Synge and Sander, and the Significance of the Suit

Young Farmers 1914, printed 1996 by August Sander 1876-1964

 

I came across this photo on Tumblr recently and it reminded me of an old acquaintance that I had with John Berger – in print of course. I was an undergraduate student trying to come to terms with the ‘significance’ of the ‘suit’ in this photo.

Young Farmers was taken by August Sander in 1914 using a large format, glass plate camera with a long exposure time, a legacy of earlier formalised studio portraiture and all that that implied.
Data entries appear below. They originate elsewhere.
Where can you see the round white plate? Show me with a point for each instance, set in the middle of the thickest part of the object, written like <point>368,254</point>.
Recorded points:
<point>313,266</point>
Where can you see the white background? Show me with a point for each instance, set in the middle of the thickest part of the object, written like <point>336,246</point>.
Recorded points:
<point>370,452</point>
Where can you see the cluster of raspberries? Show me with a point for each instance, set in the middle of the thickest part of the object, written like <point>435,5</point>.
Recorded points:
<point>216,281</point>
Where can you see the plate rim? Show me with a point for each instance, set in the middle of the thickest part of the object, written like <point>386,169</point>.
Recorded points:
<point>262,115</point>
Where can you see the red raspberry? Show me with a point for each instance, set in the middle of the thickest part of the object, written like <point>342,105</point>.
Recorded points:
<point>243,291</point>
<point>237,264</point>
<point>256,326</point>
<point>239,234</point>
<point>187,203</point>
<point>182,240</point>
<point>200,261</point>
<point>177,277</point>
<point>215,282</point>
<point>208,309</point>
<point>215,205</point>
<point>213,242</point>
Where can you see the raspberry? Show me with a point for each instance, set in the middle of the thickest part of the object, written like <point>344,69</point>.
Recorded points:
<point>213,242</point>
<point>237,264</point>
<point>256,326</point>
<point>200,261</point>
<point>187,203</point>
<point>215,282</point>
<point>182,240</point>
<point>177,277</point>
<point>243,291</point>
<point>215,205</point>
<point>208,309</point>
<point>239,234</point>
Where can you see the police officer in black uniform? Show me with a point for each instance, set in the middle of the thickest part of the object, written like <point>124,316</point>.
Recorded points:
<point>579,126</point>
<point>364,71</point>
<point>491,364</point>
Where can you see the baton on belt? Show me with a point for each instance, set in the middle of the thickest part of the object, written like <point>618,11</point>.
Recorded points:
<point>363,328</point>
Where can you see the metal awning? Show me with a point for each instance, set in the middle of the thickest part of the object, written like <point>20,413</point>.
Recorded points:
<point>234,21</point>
It was the sixth plate in Sander’s portrait photobook Face of Our Time, published in 1929. It also appears in the first volume of Sander’s People of the Twentieth Century, a photographic index of the German population based on distinct social ‘types’.

John Berger ‘the Marxist art critic’ wrote an essay about the photo in which he stated: ‘The date is 1914. The three young men belong, at the very most, to the second generation who ever wore such suits in the European countryside. Twenty or 30 years earlier, such clothes did not exist at a price which peasants could afford.’ (Berger, The Suit and the Photograph, 1980, p.30.).

Berger suggests that the tree lads are deliberately playing with the viewers expectations of the peasant ‘type’ by adopting the stance and manner of urban ‘types’, the cigarette being especially significant in this regard (adapted from text on the Tate website).

 

My wallet of photographs ; the collected photographs of J.M. Synge

 

Berger may have overstated it a little, in an Irish context anyhow. John Millington Synge took this photograph of Mairtín Mac Donnchadha in 1898, a mere 16 years before Young Farmers. Mac Donnchadha features prominently in ‘The Aran Islands’ (1907),  Synges account of life on the islands. In the book Mac Donnchadha is called  ‘Michael’ and is portrayed as a model of the primitive peasant ‘type’ found in Aran.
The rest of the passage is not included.